LM : Et tu aimes aussi les figures un peu monstrueuses, comme dans tes “Encres sur papier”.

Maël Nozahic, “Faune II”, encre et aquarelle sur papier, 30 × 24 cm, 2017

MN : Oui, j’ai fait beaucoup de chimères, et il y a des mélanges avec la mythologie, des statues et puis les animaux, et ça fait une sorte de mélange hybride un peu spécial. Mais je le fais de moins en moins. J’étais dans quelque chose de sombre, avant, mais qui m’a choqué moi-même. Je suis rentrée dans ma dernière exposition, et quand j’ai vue toutes mes toiles accrochées les unes à côté des autres j’ai été un peu choquée par la tristesse, le côté sombre.

LM : Ah oui ?

MN : On les peint à l’atelier, une à une, on les met de côté, et là, vu ensemble, je me suis « est-ce que c’est vraiment ça que tu veux transmettre ?». Donc j’ai eu un sursaut pour la couleur, à partir de la Série des “Carnavals”. Je suis vraiment passée du manège un peu macabre au carnaval un peu plus festif, bien qu’il y ait des figures masquées de crâne d’animaux et vêtues de peaux  de bête, comme dans les Séries “Acta est fabula”, ou encore “Mondfänger”, par exemple. Je me suis beaucoup inspiré du livre de Charles Fréger, un photographe normand, que j’aime beaucoup, et qui a fait un livre sur le “Wilder Mann”. J’ai fait un mélange entre la sorcellerie et le carnaval, comme souvent dans ma peinture. J’ai fait beaucoup de dessins aussi et quelques céramiques. 
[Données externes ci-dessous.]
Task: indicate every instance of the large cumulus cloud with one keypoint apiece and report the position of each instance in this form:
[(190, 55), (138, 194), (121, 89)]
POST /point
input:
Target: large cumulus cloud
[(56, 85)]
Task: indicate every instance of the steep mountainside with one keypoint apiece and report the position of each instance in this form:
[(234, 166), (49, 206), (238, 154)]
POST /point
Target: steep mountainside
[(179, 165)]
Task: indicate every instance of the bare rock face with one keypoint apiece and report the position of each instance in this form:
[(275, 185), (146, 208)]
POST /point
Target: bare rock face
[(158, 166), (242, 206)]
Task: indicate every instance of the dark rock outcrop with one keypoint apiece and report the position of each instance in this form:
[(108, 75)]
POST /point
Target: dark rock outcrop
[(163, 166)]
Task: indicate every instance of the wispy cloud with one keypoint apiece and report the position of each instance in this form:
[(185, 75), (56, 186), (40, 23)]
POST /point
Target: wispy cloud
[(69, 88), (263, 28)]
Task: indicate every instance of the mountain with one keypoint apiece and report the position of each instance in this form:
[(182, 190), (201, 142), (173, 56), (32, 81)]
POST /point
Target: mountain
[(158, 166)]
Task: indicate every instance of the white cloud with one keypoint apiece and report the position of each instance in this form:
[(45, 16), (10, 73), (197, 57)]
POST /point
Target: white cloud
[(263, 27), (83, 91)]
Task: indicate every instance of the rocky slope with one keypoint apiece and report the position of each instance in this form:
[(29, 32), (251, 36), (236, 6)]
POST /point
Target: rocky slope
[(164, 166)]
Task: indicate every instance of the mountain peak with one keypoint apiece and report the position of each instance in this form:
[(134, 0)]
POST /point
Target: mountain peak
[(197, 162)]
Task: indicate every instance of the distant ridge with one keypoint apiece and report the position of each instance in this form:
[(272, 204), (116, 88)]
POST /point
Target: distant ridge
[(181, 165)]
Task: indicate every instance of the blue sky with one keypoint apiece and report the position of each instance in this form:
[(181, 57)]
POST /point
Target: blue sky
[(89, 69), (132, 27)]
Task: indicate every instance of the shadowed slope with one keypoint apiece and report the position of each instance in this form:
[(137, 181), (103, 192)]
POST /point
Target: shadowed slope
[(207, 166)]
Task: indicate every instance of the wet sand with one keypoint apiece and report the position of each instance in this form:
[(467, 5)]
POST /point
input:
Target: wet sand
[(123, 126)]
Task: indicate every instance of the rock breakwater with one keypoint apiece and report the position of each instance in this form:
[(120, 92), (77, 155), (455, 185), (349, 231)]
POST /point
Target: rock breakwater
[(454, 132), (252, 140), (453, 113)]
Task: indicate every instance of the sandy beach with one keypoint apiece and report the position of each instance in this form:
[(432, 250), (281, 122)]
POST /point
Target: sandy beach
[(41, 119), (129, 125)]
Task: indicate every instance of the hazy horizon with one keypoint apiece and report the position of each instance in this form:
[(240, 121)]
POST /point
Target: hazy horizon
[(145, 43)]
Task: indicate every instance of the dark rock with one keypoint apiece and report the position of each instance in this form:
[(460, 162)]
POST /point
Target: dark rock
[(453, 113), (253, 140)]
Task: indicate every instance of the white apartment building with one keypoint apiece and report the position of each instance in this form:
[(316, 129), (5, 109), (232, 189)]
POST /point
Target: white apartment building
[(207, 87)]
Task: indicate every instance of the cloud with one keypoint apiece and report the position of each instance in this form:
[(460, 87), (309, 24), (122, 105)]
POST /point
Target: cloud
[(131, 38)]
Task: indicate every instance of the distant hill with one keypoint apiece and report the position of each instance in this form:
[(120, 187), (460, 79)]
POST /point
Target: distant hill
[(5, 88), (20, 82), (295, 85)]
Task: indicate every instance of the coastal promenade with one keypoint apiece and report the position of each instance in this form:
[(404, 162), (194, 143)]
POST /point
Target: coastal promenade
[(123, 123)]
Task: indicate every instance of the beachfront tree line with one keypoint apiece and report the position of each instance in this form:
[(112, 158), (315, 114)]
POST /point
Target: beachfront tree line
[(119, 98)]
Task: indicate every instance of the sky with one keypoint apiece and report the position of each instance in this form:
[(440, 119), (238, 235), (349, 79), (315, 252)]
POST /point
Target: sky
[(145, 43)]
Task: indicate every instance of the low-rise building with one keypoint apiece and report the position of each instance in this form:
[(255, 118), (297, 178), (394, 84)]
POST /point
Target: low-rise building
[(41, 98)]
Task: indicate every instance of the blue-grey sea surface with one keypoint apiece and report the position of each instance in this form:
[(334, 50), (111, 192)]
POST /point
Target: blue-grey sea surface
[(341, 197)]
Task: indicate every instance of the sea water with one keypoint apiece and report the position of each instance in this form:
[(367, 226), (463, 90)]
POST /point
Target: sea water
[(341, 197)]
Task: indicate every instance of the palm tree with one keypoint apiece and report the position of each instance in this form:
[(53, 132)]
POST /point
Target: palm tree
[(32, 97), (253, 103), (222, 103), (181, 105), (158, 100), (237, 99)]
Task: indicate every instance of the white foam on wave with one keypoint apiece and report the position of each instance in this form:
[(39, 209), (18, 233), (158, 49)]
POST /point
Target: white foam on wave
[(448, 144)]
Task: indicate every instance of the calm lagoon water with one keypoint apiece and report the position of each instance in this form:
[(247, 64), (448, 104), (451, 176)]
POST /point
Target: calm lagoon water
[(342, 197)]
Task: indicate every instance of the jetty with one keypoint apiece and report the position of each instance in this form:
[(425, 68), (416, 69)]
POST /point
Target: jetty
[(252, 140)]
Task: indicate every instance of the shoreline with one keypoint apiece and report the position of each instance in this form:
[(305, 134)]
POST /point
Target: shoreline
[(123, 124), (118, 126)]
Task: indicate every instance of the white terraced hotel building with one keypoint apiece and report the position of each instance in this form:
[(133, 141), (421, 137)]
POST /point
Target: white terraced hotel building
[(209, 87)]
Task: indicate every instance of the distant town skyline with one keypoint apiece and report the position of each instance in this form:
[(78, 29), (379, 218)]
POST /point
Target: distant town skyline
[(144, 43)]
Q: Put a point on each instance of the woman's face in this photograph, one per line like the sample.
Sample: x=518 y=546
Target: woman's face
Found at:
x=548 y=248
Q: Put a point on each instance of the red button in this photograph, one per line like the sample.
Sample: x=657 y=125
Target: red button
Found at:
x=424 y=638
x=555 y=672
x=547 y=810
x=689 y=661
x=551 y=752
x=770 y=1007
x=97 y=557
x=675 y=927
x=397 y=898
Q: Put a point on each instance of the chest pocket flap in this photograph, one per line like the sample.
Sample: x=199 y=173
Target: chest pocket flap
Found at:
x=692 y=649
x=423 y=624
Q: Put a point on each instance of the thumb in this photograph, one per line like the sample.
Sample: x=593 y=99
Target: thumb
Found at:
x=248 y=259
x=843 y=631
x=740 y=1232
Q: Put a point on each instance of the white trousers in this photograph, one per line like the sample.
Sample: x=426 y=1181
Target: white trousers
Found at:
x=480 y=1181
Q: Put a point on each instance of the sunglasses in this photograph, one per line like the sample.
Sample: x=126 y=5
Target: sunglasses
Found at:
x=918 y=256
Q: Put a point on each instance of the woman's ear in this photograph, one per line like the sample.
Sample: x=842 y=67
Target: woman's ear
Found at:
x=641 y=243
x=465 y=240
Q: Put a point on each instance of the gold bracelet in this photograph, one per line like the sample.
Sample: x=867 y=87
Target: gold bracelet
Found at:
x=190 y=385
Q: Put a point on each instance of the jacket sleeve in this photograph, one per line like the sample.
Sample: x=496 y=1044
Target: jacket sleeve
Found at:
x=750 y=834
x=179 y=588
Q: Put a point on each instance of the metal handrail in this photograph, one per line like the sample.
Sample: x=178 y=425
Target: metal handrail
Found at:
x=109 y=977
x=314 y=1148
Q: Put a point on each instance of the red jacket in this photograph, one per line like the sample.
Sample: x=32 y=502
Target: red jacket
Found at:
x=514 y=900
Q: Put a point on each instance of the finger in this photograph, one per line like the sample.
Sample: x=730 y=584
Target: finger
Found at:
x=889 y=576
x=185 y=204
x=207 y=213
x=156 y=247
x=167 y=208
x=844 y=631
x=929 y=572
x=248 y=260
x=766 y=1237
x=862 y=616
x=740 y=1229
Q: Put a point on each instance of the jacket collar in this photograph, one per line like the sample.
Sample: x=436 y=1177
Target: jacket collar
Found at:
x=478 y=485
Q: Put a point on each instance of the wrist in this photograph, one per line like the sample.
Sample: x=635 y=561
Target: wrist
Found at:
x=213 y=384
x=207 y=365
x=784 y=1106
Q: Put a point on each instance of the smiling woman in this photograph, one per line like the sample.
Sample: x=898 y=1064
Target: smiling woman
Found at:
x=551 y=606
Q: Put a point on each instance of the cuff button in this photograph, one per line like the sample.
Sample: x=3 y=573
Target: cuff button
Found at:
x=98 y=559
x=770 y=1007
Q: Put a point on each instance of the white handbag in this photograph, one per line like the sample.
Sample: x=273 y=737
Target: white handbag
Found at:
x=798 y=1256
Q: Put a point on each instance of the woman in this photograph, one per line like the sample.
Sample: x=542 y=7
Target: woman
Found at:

Mondfänger 2 (tribute to Charles Fréger), huile sur toile, 200×150 cm, 2016
Maël Nozahic, “Mondfänger 2 (tribute to Charles Fréger)”, huile sur toile, 200 × 150 cm, 2016

LM : Et que veut dire “Mondfänger” ?

MN : C’est une série que j’ai faite à Meisenthal, en Lorraine, durant une résidence chez un artiste, et en fait les personnes de Meisenthal s’appellent elles-mêmes les mondfänger, c’est-à-dire Attrapeur de lune, dans leur patois. Mes séries sont très longues, par exemple celle des “Ranch” duré de 2009 à 2012, et ensuite j’ai enchaîné sur les Carnavals jusqu’il y a à peu près deux ans. Et là je suis dans la continuation logique. Pour moi c’est toujours logique. Il y a la ronde des manèges, le carnaval, le côté “cycle de la vie”, en fait ; quelque chose de l’ordre du rond, du cercle, l’Ouroboros, et là je suis sur un cycle où la figure humaine est assez rare, c’est un peu comme si tout avait un peu disparu. C’est la fin des temps, l’éden, le post-apocalyptique, on ne sait pas trop. Mais la figure va réapparaître, car j’ai une grande fascination pour les statues.

LM : Du coup, peut-on localiser ton imaginaire ?

MN : C’est un melting-pot de plein de références ; mythologie, statuaire, histoire de l’art, religion, mais à la base mon travail c’est vraiment la chimère. Il y a vraiment un gros travail sur le collage mental.

LM : Et qu’est-ce qu’un “collage mental” ?

MN : C’est quand tu fais un rapprochement avec deux sources qui n’ont rien à voir.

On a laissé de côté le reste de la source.